While pharmacotherapy with intravenous ceftriaxone, a third-generation cephalosporin, is a potential treatment of Lyme neuroborreliosis, there is concern that it can cause the formation of biliary sludge, leading to hepatobiliary complications such as biliary colic, jaundice and cholelithiasis, which are reflected in changes in serum levels of bilirubin and markers of cholestatic liver injury (alkaline phosphatase and γ-glutamyltranspeptidase). It has been suggested that the naturally occurring substances α-lipoic acid and glutathione may be helpful in preventing hepatic disease. α-Lipoic acid exhibits antioxidant, anti-inflammatory and anti-apoptotic activities in the liver, while glutathione serves as a sulfhydryl buffer. The aim of this study was to determine whether co-administration of α-lipoic acid and glutathione is associated with significant changes in serum levels of bilirubin, alkaline phosphatase and γ-glutamyltranspeptidase during the treatment of Lyme neuroborreliosis with long-term intravenous ceftriaxone.

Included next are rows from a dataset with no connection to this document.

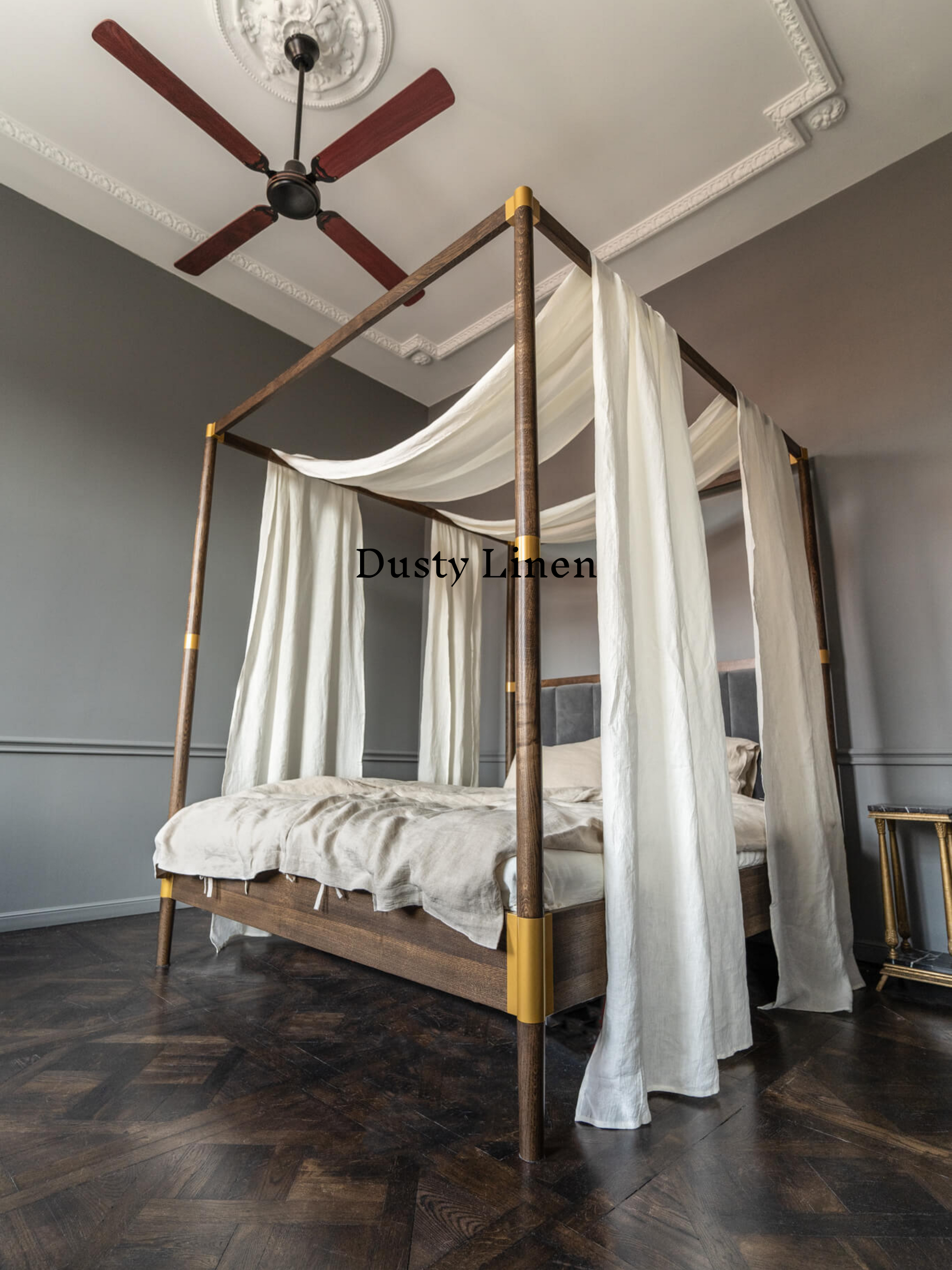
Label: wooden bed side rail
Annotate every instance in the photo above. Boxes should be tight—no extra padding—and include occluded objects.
[164,874,607,1014]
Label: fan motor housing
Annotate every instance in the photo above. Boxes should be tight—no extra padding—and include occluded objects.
[268,159,321,221]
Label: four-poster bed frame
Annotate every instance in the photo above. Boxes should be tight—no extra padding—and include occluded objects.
[156,185,833,1161]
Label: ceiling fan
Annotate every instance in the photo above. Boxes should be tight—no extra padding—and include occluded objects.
[92,19,455,305]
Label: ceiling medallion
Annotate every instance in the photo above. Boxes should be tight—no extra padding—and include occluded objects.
[212,0,391,109]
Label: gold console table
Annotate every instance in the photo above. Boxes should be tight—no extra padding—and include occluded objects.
[867,803,952,992]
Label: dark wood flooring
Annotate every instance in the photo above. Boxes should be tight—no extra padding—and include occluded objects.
[0,911,952,1270]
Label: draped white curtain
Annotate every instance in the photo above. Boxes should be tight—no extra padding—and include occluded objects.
[272,268,591,503]
[736,393,862,1010]
[418,521,482,785]
[225,262,856,1128]
[222,463,364,794]
[576,259,750,1129]
[440,493,595,542]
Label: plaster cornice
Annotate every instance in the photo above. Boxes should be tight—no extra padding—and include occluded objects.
[0,0,845,366]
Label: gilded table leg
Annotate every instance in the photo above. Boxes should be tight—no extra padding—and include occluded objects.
[886,820,913,951]
[935,820,952,952]
[876,815,899,961]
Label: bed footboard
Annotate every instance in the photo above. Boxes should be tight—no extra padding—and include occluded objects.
[173,874,606,1011]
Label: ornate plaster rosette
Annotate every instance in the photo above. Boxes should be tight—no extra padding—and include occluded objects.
[212,0,391,109]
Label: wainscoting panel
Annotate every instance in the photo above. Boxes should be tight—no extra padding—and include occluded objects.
[0,737,505,931]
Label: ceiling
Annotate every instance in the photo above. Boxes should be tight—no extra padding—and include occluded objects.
[0,0,952,404]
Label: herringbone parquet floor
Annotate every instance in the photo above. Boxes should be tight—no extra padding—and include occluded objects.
[0,911,952,1270]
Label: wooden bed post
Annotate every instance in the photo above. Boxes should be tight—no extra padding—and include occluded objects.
[506,185,546,1161]
[155,424,218,968]
[796,450,839,790]
[504,542,515,776]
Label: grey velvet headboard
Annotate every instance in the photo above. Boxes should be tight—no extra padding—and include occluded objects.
[542,662,764,798]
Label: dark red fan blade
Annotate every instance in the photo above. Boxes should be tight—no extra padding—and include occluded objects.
[175,207,278,278]
[92,19,269,171]
[317,212,424,307]
[311,70,455,180]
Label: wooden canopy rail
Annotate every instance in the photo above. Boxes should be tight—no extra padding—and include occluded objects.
[156,186,833,1161]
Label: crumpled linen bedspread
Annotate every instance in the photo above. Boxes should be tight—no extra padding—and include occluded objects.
[154,776,767,947]
[154,776,602,947]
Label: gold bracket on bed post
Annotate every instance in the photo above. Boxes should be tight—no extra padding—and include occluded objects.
[505,185,540,225]
[505,913,555,1024]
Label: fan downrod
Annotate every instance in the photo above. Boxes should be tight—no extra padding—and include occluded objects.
[268,32,321,221]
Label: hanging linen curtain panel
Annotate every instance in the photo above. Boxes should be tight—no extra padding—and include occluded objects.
[418,521,482,785]
[738,393,863,1010]
[575,259,750,1129]
[222,463,364,794]
[272,268,591,503]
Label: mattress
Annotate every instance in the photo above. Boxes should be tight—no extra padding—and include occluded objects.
[497,847,767,913]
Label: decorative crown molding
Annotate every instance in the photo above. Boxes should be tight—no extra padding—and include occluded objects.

Serum levels of bilirubin, alkaline phosphatase and γ-glutamyltranspeptidase were measured in 42 serologically positive Lyme neuroborreliosis patients before and after long-term treatment with intravenous ceftriaxone (2-4 g daily) with co-administration of oral/intravenous α-lipoic acid (600 mg daily) and glutathione (100 mg orally or 0.6-2.4 g intravenously daily).

None of the patients developed biliary colic and there were no significant changes in serum bilirubin, alkaline phosphatase or γ-glutamyltranspeptidase levels over the course of the intravenous ceftriaxone treatment (mean length 75.0 days).

Co-administration of α-lipoic acid and glutathione is associated with no significant changes in serum bilirubin, alkaline phosphatase or γ-glutamyltranspeptidase levels during the treatment of neuroborreliosis with intravenous ceftriaxone.